2. Materials and Methods

2.1. Chemicals and Materials

Oleic acid (OA, 99%), 2,2-diphenyl-1-picrylhydrazyl (radial DPPH, AR), 2,2-azinobis (3-ethyl-benzothiazoline-6-sulfonic acid) (radical ABTS•+), N-tert-butyl-alpha-phenylnitrone (PBN) and TBHQ (98%) were purchased from Sigma-Aldrich company(Shanghai, China); carnosic acid (CA, 98.6%) was purchased from Shanghai Yuanye Biological Technology Co., Ltd. (Shanghai, China); other chemicals were obtained from Sinopharm Chemical Reagent Co. Ltd. (Shanghai, China); Unless otherwise mentioned, the water used in the experiment was deionized and ultrafiltrated by Milli-Q device (Milli-Q, Millipore, Billerica, MA, USA, 18.2 MΩ resistivity).

2.2. Determination of the Antioxidant Activity

The antioxidant activity of CA and TBHQ was determined by the previously described radial DPPH method with some modifications [35,36]. Typically, 4 mg radical DPPH was accurately weighed and dissolved in 95% methanol solution to 100 mL. Next, 1 mL CA and TBHQ of different concentrations (5, 10, 15, 20 and 25 μg/mL) were added into 3.0 mL DPPH solution, respectively. After standing still for 20 min at room temperature, the absorbances of mixtures (A1) were measured at 517 nm. The absorbance of 1.0 mL 95% ethanol solution mixed with 3.0 mL DPPH (A0) was determined as a negative control. The scavenging rate (SR) for radical DPPH was calculated according to the following equation:
SRDPPH (%) = [(A0 − A1)/A0] × 100%
where A0 is the absorbance of the control samples and A1 is the absorbance of the samples.
Similarly, the radical ABTS•+ was also adopted to determine the antioxidant activity of CA and TBHQ [37]. In detail, 0.0384 g radical ABTS•+ and 0.134 g potassium persulfate were firstly dissolved, and the volumes were kept to 10 mL, respectively.
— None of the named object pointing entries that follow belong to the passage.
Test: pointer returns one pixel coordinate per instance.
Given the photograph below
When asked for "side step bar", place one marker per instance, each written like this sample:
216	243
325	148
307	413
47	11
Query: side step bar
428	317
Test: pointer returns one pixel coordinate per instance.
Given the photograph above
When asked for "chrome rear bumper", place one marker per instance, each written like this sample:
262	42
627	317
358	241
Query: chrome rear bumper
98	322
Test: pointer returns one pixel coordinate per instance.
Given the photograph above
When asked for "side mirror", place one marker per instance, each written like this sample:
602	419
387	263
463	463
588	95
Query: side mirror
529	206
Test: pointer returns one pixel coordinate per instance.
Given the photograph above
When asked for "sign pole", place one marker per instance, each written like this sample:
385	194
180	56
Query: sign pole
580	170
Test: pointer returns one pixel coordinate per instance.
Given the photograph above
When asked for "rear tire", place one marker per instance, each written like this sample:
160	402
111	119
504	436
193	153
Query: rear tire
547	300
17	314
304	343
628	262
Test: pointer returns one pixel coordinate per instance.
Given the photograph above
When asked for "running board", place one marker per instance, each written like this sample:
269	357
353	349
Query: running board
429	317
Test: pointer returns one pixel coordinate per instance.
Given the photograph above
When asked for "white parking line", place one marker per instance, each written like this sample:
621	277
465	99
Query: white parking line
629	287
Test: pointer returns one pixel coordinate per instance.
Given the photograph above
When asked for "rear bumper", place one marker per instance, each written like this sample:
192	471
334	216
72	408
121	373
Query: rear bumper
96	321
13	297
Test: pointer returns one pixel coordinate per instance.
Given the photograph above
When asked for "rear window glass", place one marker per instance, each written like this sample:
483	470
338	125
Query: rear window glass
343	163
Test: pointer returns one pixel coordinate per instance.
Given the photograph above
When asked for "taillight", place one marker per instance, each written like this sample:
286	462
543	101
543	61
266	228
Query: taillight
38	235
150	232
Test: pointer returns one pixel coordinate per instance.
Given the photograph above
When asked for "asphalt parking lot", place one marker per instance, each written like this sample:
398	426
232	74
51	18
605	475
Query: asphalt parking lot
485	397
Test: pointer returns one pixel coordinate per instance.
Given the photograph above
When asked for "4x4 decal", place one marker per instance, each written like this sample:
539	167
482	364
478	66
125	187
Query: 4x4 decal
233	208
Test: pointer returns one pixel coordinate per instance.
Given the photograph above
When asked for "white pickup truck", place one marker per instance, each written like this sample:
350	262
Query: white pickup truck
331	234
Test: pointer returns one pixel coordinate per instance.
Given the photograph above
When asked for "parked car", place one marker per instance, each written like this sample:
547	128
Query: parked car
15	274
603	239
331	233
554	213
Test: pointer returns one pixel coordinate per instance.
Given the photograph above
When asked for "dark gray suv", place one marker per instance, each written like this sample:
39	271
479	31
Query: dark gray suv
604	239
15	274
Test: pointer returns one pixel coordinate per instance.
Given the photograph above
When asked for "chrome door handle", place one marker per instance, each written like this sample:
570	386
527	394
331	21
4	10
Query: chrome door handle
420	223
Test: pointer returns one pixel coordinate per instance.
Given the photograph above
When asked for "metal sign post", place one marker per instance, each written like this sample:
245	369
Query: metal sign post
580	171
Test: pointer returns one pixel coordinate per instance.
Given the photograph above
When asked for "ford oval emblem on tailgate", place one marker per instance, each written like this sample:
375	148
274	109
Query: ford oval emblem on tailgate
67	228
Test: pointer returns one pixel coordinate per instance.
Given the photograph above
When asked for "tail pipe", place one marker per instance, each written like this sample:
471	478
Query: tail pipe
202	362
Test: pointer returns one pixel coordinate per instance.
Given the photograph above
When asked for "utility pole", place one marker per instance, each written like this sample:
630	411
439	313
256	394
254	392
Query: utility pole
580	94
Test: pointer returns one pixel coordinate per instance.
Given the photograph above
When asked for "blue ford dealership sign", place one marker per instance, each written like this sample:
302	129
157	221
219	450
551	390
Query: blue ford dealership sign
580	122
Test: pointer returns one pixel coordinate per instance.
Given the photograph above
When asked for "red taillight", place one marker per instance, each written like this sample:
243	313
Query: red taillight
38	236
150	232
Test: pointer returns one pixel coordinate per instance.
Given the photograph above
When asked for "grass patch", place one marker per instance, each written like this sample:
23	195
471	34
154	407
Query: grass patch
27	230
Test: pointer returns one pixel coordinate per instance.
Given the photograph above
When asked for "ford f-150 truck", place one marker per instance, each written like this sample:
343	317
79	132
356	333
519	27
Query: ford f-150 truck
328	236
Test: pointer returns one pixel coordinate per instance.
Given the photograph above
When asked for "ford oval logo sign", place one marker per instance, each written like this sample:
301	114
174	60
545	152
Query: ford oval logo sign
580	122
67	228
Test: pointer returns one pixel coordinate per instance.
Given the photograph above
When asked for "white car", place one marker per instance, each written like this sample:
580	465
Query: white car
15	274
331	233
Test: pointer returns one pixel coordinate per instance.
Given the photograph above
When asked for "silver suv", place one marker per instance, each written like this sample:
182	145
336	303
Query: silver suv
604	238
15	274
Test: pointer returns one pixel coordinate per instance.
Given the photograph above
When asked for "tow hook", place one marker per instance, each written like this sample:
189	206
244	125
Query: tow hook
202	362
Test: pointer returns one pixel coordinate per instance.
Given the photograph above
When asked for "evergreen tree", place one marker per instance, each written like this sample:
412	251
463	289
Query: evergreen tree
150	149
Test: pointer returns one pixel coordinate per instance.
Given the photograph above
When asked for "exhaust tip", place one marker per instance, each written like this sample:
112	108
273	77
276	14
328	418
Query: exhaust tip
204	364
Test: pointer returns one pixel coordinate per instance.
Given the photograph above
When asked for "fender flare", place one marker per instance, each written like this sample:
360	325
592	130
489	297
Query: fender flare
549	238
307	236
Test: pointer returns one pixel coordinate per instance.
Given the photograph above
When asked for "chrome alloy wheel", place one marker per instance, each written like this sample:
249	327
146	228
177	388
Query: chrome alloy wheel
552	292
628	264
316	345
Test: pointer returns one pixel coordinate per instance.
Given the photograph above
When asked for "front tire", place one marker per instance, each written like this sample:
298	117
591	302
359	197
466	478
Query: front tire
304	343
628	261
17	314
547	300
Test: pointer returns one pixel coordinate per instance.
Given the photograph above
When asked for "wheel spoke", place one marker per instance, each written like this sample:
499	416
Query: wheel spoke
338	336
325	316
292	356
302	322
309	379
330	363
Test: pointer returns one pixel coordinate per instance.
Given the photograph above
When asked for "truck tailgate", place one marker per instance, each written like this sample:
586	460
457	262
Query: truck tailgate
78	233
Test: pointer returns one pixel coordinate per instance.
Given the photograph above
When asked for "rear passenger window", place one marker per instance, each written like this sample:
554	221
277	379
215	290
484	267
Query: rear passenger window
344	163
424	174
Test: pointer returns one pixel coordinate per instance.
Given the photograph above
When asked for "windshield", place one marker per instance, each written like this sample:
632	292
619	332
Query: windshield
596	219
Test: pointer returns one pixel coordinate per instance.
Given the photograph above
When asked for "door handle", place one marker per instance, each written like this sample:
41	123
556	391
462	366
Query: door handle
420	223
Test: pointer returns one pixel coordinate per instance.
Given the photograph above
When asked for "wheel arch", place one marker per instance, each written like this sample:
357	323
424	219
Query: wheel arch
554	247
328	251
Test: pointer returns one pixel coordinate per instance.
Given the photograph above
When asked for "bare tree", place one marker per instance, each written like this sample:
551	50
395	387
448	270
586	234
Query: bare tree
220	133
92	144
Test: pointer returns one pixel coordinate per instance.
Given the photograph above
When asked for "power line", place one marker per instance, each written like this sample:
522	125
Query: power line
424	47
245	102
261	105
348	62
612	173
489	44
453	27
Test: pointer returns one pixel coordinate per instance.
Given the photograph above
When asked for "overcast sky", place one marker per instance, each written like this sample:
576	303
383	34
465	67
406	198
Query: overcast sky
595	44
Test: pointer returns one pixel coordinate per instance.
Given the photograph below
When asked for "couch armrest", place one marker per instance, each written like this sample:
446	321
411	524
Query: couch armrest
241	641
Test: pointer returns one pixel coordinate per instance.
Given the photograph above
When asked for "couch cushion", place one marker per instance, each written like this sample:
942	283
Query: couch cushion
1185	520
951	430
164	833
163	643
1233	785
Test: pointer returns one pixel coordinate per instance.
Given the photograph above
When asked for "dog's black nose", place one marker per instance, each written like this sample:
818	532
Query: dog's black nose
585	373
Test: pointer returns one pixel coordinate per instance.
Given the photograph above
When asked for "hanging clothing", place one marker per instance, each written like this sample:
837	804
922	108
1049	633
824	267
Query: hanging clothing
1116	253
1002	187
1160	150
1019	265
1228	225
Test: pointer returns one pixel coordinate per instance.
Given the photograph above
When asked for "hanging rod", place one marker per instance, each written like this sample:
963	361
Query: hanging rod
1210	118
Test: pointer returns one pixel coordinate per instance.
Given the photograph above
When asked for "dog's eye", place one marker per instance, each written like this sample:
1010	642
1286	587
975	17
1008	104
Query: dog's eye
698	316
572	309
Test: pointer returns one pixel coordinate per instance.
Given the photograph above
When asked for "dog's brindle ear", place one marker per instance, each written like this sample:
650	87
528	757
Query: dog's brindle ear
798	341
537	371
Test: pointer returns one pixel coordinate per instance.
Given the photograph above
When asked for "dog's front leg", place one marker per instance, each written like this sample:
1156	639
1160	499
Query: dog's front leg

After that, the two solutions were mixed together and allowed to stand still for 12 h to obtain ABTS•+ working solution. Prior to use, the absorbance of ABTS•+ solution was required to be 0.7000 ± 0.001 at 734 nm. Next, 0.3 mL CA and TBHQ with different concentrations (5, 10, 15, 20, 25 and 30 μg/mL) were reacted with 2.7 mL ABTS•+ working solution for 30 min, and the absorbance was measured at 734 nm. The scavenging rate (SR) for radical ABTS•+ was calculated according to the following equation:
SRABTS•+ (%) = [(A0 − A1)/A0] × 100%
where A0 is the absorbance of control (phosphate buffer) and A1 is the absorbance of samples.

2.3. The Exploration of CA Activity for Free Radicals Scavenge

The semiempirical quantum chemical methods (AM1) are commonly employed theoretical methods for the assessment of molecular properties [38,39,40]. In our research, AM1 and DFT methods were applied to study the activity of CA for scavenging free radicals (using Gaussian09 software). Firstly, AM1 was adopted to optimize the geometric structure of hydrogenated CA, by which the atomic charge, total molecular energy, phenolic hydroxyl bond dissociation enthalpy (BDE), the highest occupied molecular orbital (HOMO), and the lowest unoccupied orbital (LUMO) energy were discussed by the B3LYP/6-31G (d,p) level. Accordingly, the energy level difference between HOMO and LUMO (ΔE(LUMO-HOMO)) indicated the stability of the CA radical. The lower ΔE(LUMO-HOMO) revealed lower stability and higher reaction activity. The BDE of hydroxyl groups was defined as BDEO-H = HCA radical + Hatom − HCA (1), where HCA radical represents CA free radical energy, Hatom represents hydrogen atom energy, and HCA represents CA molecule energy. The BDE of C-H was defined as BDEC-H = Esr + Ehr − Es (2), where Esr, Ehr, and Es represents the energy of OA radical, α-H and OA, respectively. After that, the anti-oxidation activity of CA was analyzed in the view of HAT reaction, and the free radical scavenging mechanism of CA was further discussed.

2.4. Mechanism of α-Carbon Dehydrogenation of OA

Gaussian09 software was used to complete the molecular geometry optimization and frequency calculation at the B3LYP/6-31G (d,p) level. In turn, the geometric structure and enthalpy of OA, OA + CA, OA radical + CA before and after the HAT reaction were obtained. Additionally, we obtained the dissociation energy, bond length and bond order of the C-H bond, which can be used to clarify the mechanism of CA inhibiting the thermal oxidation reaction of OA.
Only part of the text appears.